In reality the bottomland forests of central Texas, long a rarity in this area, functioning as small refuges for plants and animals existing on the western or southern edges of their ranges, are all but gone.  So I was pleasantly surprised the Saturday before last when Lee and I went for a hike and found ourselves descending through a slope forest into a bottomland forest on the banks of the Colorado River, just fifteen miles downstream from Austin.  We were hiking in the McKinney Roughs Nature Park, an LCRA park on Highway 71 that is thirteen miles east of the airport.  This was our third attempt to visit the park (hikers, beware, the park is closed on holidays and does not open until noon on Sundays), so it was with relief that we drove through the open gates, paid for our hiking passes ($4 per person), and got our map of the eighteen miles of trails in the park.

Colorado River from the Bluff Trail Overlook

We followed the McKinney Roughs Bluffs and Bottoms Hike, as outlined in the guidebook, and found that, even with our park map, it was extremely helpful to have the guidebook with us given the sheer number of trail junctions along the way.  We started from the visitor center onto the Ridge Trail, which cuts through woodland typical of our area, a mix of cedar (Ashe juniper), cedar elm, Spanish oak, and mesquite interspersed with cactus-filled fields.  I was surprised to notice that many of the Spanish oak trees were just leafing out, in the middle of May.  Perhaps the thunderstorms the week before had finally convinced the trees to leaf out for another summer.  I also noticed Blackjack Oak, a tree that is uncommon in the Austin metro area, in the mix of trees.  Blackjack Oak is common in the Lost Pines area of Bastrop county and, indeed, the McKinney Roughs park contains the westernmost chunk of that pine forest. 

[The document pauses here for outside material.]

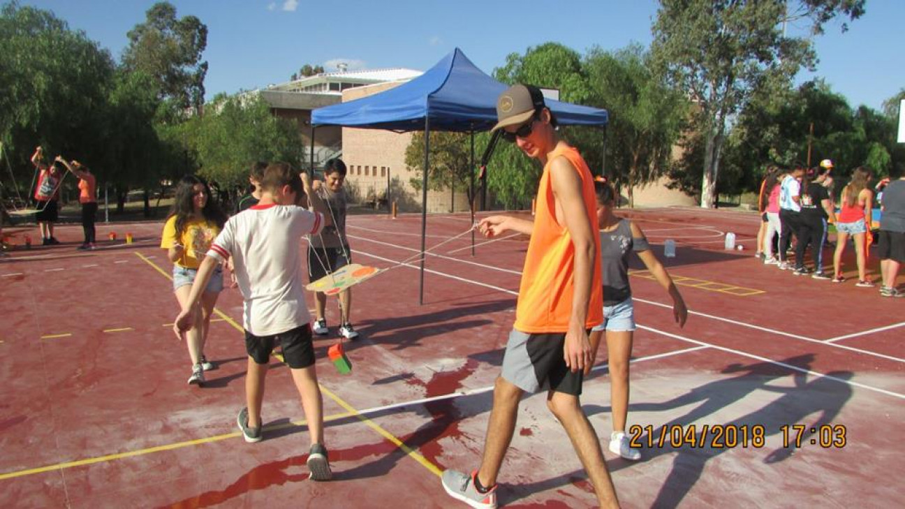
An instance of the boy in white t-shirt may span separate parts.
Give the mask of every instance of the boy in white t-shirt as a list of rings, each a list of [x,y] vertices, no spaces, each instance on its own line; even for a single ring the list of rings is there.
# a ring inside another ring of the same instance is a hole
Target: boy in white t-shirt
[[[299,243],[300,237],[320,232],[324,216],[295,206],[302,196],[302,186],[298,172],[289,164],[268,165],[261,184],[261,201],[231,217],[211,245],[174,329],[182,333],[189,328],[192,303],[201,296],[217,264],[232,258],[244,301],[243,325],[248,351],[248,406],[239,412],[239,428],[246,442],[262,437],[264,378],[271,352],[280,344],[311,433],[310,478],[326,481],[332,474],[323,445],[323,399],[314,369],[311,316],[305,304]]]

But this time we were heading for the river and its floodplain, and for the Giant Pecan Tree growing in the bottomland forest.  Once we descended into the floodplain, we saw few other hikers but several groups of horseback riders.  And, of course, we saw lots of trees.  Tall trees.  In fact, I can say without qualification that we walked through a forest, which is rare in this area.  We have tree-lined creeks and cedar-oak woodlands and live oak savannas and cedar shrublands, but we really don't have many full-on forests close to Austin.  In central Texas, my motivation for hiking, rather than getting out in the woods, has become getting out in the bushes.  I love this area, but sometimes this native Oregonian needs to feel the full height of trees towering overhead.

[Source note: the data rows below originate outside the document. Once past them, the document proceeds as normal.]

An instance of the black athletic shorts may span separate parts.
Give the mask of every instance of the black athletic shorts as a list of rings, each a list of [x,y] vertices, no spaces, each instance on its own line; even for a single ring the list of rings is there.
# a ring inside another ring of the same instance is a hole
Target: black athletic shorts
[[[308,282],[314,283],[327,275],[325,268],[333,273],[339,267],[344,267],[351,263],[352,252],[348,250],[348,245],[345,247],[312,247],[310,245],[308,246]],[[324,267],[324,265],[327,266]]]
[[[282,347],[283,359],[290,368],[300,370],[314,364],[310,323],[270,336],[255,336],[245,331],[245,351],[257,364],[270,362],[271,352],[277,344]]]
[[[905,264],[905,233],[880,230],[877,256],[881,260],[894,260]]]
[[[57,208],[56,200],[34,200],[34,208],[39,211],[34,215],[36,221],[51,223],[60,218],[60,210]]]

The floodplain forest was a mix of cottonwood, hackberry, box elder, mulberry, sycamore, and pecan trees, hardwoods that are common along waterways in the eastern US.  The trees were tall and thick-trunked and, indeed, did tower overhead.  For me, the highlight of the trail was feeling immersed in a forest, not just surrounded by a group of trees but truly in the midst of a forest in a place where forest seemed to be thriving.  Though we did have backtrack to find the main attraction – the park map was a greater help than the guidebook in this – we eventually found the Giant Pecan Tree and spent a few minutes gazing up into its branches and trying to take a representative photo.  Unfortunately, though the tree is the biggest in the park and almost twelve feet in circumference, I was too busy trying to capture the canopy overhead to take a shot of the wide trunk.  Oops!  The good news is that the 150-year-old tree looks healthy overhead.


From the pecan tree, we headed back to the visitor center by following the Park Ho signs (seriously).  Along the way we spotted a few armadillos and were able to watch one of them as it dug up an ant mound and snacked on the ant larvae, totally unaware of our presence the whole time.  By the time we got back to the parking area, we had hiked several miles and felt exercised for the day.  While we did find the Giant Pecan Tree, we hadn't walked through the pine forest, or viewed the river from Meditation Point, or stepped into the river from the Riverside Trail.  So I guess we will have to return to McKinney Roughs on another day, in another season, for another walk in the bottomland forest.